Nur Masalha. The Palestine Nakba: Decolonising History, Narrating the Subaltern, Reclaiming Memory London: Zed Books, 2012. 288 pages. Hardcover $34.95
Reviewed by Dr. Laura Khoury
The Arab-Israeli struggle is less than a century old, but Arabs and Israelis have not been combating in the field only, or engaged in an acute case of "war of maneuver," as the word "struggle" might, prima facie, indicate to those (un)informed by an inherently biased media about the Palestine question. They have also been struggling in almost every imaginable arena. Historiography is at the forefront of this confrontation and it entails more than mere legitimacy, but even existential value. There is much of the past events and episodes of history, some of which occurred thousands of years ago. For even debating, and by implication reconstructing the far past, is very much informed by the events and the episodes of the current conflict itself. The clash of accounts, this time by scholars and historians, therefore, is a central factor of the conflict.
Masalha belongs to a group of scholars who represent a counter-hegemonic historiography for the purpose of decolonizing history and recognizing that the root cause of the conflict is in the Nakba. He objectively narrated the Nakba as it happened. He understood the depth of the catastrophic traumatic Nakba in terms of disintegration, fragmentation, destruction of society, depopulating major cities, dramatic rupture in history, ethnic cleansing, de-Arabisation, destruction of historic Palestine, redistribution of Palestinians, their shattering, displacement, and removal. He specifically discloses the orchestrating of the transfer (by Weitz in 1940), the Israeli narrative of denial (by Golda Meir in 1969), the myth of Jewish return after two thousand years of exile among Zionists, the erasure of ancient Palestinian place names, disappearance of Palestine from the map, and dismantling of Palestinian society.

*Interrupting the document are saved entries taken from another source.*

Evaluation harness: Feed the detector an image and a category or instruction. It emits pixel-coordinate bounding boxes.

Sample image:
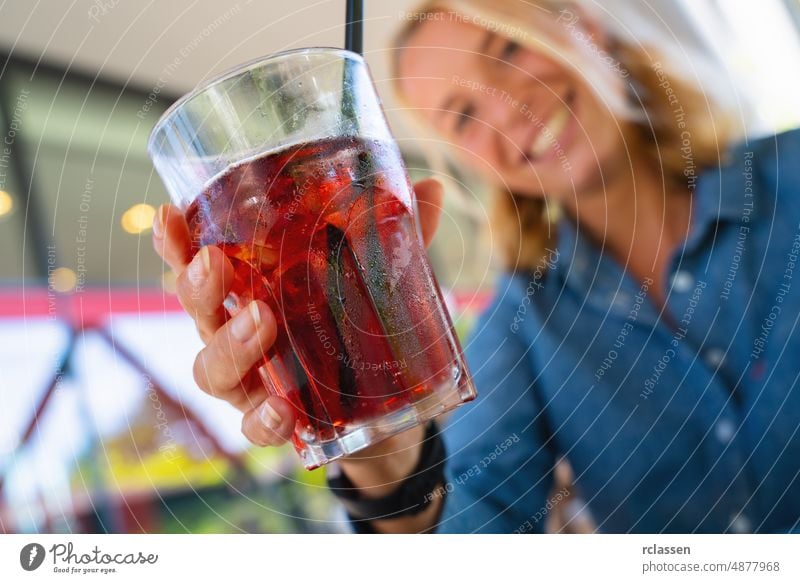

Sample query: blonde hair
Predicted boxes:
[392,0,743,270]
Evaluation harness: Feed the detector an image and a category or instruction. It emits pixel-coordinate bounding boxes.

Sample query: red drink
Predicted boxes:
[187,137,474,465]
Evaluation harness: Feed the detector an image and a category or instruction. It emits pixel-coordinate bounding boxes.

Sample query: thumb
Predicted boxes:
[414,178,444,247]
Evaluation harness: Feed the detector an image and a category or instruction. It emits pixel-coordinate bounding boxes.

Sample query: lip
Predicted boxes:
[520,89,577,165]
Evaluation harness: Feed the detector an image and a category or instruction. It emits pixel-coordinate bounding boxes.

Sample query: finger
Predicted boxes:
[242,396,295,446]
[194,300,277,402]
[414,178,444,246]
[153,204,192,274]
[176,245,234,343]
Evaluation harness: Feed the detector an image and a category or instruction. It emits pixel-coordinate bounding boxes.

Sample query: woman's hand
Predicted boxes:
[153,179,443,452]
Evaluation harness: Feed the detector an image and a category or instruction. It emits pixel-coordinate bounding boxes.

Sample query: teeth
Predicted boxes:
[531,107,570,158]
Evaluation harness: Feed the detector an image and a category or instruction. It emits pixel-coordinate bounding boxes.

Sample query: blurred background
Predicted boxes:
[0,0,800,532]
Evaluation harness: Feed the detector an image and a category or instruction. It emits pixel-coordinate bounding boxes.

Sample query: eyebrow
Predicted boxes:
[479,30,494,55]
[436,30,494,117]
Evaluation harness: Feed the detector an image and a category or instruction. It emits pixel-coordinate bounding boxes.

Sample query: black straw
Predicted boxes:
[344,0,364,55]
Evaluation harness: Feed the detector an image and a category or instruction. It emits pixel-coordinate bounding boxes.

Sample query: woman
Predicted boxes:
[154,0,800,532]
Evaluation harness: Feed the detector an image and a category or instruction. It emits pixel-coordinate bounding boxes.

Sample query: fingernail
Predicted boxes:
[231,302,259,342]
[186,247,208,286]
[258,401,281,429]
[200,247,211,273]
[153,204,167,239]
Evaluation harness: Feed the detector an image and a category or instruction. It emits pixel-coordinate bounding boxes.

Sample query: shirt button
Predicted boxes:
[672,271,694,293]
[714,419,736,443]
[730,514,753,534]
[705,348,725,369]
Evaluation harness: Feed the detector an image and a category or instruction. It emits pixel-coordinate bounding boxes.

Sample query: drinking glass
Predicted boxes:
[148,48,476,469]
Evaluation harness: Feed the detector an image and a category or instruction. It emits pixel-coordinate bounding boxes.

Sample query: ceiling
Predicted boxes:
[0,0,424,137]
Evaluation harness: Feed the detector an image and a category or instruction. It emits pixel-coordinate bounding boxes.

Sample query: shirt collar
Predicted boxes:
[687,137,758,228]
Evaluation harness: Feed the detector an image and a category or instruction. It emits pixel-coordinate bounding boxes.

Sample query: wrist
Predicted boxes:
[338,426,425,498]
[328,422,447,530]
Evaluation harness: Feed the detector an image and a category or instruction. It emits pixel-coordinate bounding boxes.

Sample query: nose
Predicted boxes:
[468,89,526,167]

Myth making is an integral part of nation building, argues Eric Hobsbawm (2012),1 but in the case of the Arab-Israeli struggle and due to the settler-colonial nature of Israel, myth making has been devastating to the "Other." Dispelling myths is central to Masalha's work, starting with the invention of a nation that is based on the employment of the Zionist project of collective memory by being highly selective in manipulating certain elements of the religious past to the myth of the nonexistence of Palestinian archives. Masalha exposes the colonial realities that the European Zionist narratives invented which made the Zionist settler-colonial project unique; the Zionist superimposing Hebrew toponymy to de-Arabize Palestine, the selective reconstruction of antiquity by establishing the science of archaeology as an epistemological strategy to construct an Israeli Jewish identity that privileges Israeli science par excellence, and to dispel the alienation of new citizens. Along with that came further cleansing of Palestinian sites, reconstruction of Muslim shrines as Jewish shrines and appropriating the many Palestinian place names.

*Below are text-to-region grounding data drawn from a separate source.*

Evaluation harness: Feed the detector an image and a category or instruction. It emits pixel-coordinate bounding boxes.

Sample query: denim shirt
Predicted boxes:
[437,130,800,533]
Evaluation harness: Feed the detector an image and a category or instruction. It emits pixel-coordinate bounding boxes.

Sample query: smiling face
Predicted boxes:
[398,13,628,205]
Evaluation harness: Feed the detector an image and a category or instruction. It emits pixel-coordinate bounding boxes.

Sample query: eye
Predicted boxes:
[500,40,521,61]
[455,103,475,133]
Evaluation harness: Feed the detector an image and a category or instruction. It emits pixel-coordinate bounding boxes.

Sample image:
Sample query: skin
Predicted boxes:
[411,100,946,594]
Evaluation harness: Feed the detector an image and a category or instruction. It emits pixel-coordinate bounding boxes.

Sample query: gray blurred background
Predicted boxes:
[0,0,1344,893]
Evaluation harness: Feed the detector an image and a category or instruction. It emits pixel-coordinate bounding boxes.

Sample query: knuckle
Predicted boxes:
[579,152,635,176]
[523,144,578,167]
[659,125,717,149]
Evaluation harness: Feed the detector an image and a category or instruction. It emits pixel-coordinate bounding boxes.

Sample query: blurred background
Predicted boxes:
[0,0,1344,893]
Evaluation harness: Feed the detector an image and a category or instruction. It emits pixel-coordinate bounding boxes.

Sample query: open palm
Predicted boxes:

Dr. Nur Masalha is a recognized specialist in the field of Palestinian refugee studies. His research in the past in the form of books and research articles equipped him with the necessary specialization and breadth of knowledge, deep research, and well-integrated conceptual thought of the concept and trauma of Nakba. This current book The Palestine Nakba is a higher and deeper reflection on all that he wrote and others added in the field due to his stress that the Palestine Nakba is a site of Palestinian collective memory. For example, he devotes in his past works special focus on the refugee problem, the concept of "transfer" in Zionist Mythology, "politics of denial," new Israeli historiography, and the systematic nature of Zionism in destruction. This book advances and stresses the significant role oral history played in reviving the memories of the Nakba and the significance of the act of memori ci de or the act of killing those memories. …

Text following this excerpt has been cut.